Charles Court Opera returns to the King’s Head with its small but perfectly formed staging of one of the finest Gilbert and Sullivan operas.
Led and directed by bass-baritone and G&S aficionado John Savournin, the company has an easy expertise with this material from both a musical and a dramatic point of view.
With a cast of eight and minimal doubling, the chorus is reduced – Sir Joseph’s sisters and his cousins and his aunts are in this instance singular, with the defunct aunt carried around in the form of ashes in a funerary urn. But Gilbert’s satire on the English class system still bites in a production that takes place on a modern naval submarine, cleverly represented in Rachel Szmukler’s brightly coloured set.
Vocal standards are high, too, with Sullivan’s melodies – alternately trippingly light-hearted and movingly sentimental – finely realised by everyone in the cast.

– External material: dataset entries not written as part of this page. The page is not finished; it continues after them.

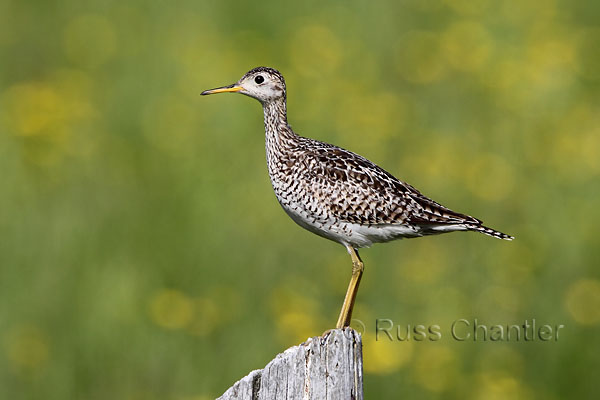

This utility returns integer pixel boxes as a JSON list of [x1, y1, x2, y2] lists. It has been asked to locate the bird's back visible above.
[[269, 136, 511, 247]]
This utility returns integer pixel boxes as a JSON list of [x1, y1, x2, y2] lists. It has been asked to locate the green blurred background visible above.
[[0, 0, 600, 400]]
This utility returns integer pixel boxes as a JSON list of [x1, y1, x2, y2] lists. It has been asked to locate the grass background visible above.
[[0, 0, 600, 400]]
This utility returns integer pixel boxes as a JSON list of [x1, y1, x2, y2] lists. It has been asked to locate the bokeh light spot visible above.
[[565, 279, 600, 325], [466, 154, 514, 201], [4, 325, 50, 371], [396, 31, 446, 83], [442, 21, 493, 71]]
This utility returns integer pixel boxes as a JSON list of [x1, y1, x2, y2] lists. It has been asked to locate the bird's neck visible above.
[[263, 99, 299, 158]]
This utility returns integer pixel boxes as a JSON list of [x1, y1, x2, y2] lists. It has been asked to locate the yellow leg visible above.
[[335, 246, 365, 329]]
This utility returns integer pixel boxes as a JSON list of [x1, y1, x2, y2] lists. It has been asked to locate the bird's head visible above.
[[202, 67, 285, 104]]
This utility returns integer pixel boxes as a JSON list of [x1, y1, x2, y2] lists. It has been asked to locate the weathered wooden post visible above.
[[217, 328, 363, 400]]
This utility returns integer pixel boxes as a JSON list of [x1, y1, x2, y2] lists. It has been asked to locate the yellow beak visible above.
[[200, 84, 244, 96]]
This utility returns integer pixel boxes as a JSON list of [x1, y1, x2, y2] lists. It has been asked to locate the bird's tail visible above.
[[467, 225, 514, 240]]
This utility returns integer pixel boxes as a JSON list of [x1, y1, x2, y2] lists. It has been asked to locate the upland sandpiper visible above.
[[202, 67, 513, 328]]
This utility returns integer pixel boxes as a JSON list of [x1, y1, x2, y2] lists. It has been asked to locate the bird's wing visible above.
[[298, 142, 481, 225]]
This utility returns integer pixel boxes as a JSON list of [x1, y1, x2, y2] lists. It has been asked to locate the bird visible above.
[[201, 67, 514, 328]]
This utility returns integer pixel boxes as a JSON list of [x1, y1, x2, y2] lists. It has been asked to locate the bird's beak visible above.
[[200, 83, 244, 96]]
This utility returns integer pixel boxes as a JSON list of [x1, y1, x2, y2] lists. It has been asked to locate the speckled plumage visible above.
[[232, 67, 512, 248], [202, 67, 513, 328]]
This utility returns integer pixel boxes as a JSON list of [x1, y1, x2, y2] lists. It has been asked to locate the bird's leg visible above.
[[335, 246, 365, 329]]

Philip Lee’s lean but forceful tenor helps him combine comedy with pathos as lovelorn sailor Ralph Rackstraw. Matthew Palmer’s snobbish Captain Corcoran manages to maintain some dignity even when reduced in rank. In his ability to maximise Sir Joseph Porter’s innate ridiculousness, Joseph Shovelton would be hard to beat.
Alys Roberts brings vocal distinction to class-conscious captain’s daughter Josephine and Matthew Kellett is thoroughly reprehensible as miserable killjoy Dick Deadeye. Jennie Jacobs’ Little Buttercup wins all hearts and Catrine Kirkman’s Cousin Hebe is delightfully daffy.
Every one of choreographer Damian Czarnecki’s routines goes well, while David Eaton maintains excellent musical standards from the keyboard.